At break time, I decided to hang out with some of my other friends because I felt like I was being too clingy to Jack and Donald. Jack and Donald walk off alone.
At the end of break time, they come back laughing their heads off. (Well, Donald seemed a bit weirded out). Of course, I asked them what was so funny. Donald told me that Jack made a joke that Jack and I had had sex and that's why Donald existed. I was horrified. I didn't talk to Jack for the rest of the day. That evening, Jack texted me, saying he was sorry. I said that I didn't feel safe being around someone that thought that was funny. He said, quote, "I'm not a rapist." He turned the conversation around and made me look like I was taking it too seriously, and me being (more) naive (than I am today), I brushed it off. Nothing like that has happened again (so far). We're still friends, but he's basically started saying I'm not a good enough friend for him. Someone please help, do I report this? How do I report this?

March, 16 2024 at 6:03 pm

Hello, I am Cheryl Wozny, current author of the Verbal Abuse in Relationships blog. Thank you for sharing your story. I am so sorry that you've experienced this at school.
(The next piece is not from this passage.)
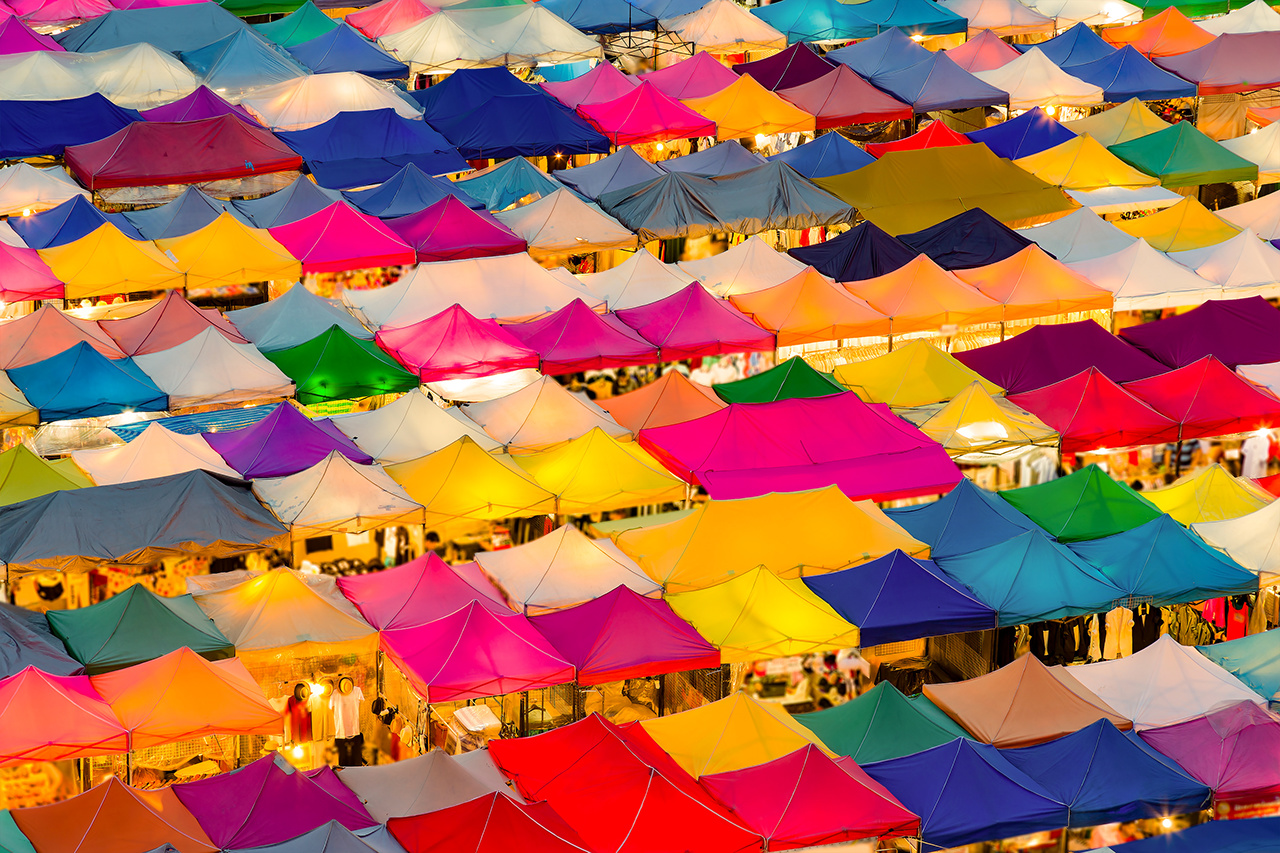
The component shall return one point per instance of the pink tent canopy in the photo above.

No one should be the target of hurtful comments or have their feelings dismissed. You are entitled to feel safe and respected by friends and other students while at school. I encourage you to reach out to your guidance counselor or a student liaison if you have one available at your school. It's important to remember that your feelings are valid, and no one should make you think otherwise.

Leslie Gavel
July, 4 2022 at 4:55 pm

I really appreciated this article. I find this topic to be taboo. I think it’s hard to acknowledge how widespread the problem is. Students are so often blamed for acting out at school when it’s a relationship problem with the teacher. I wrote a book called dropout: how school is failing our know kids and what we can do about it. I call attention to bullying by teachers and administrators. Thanks for writing this!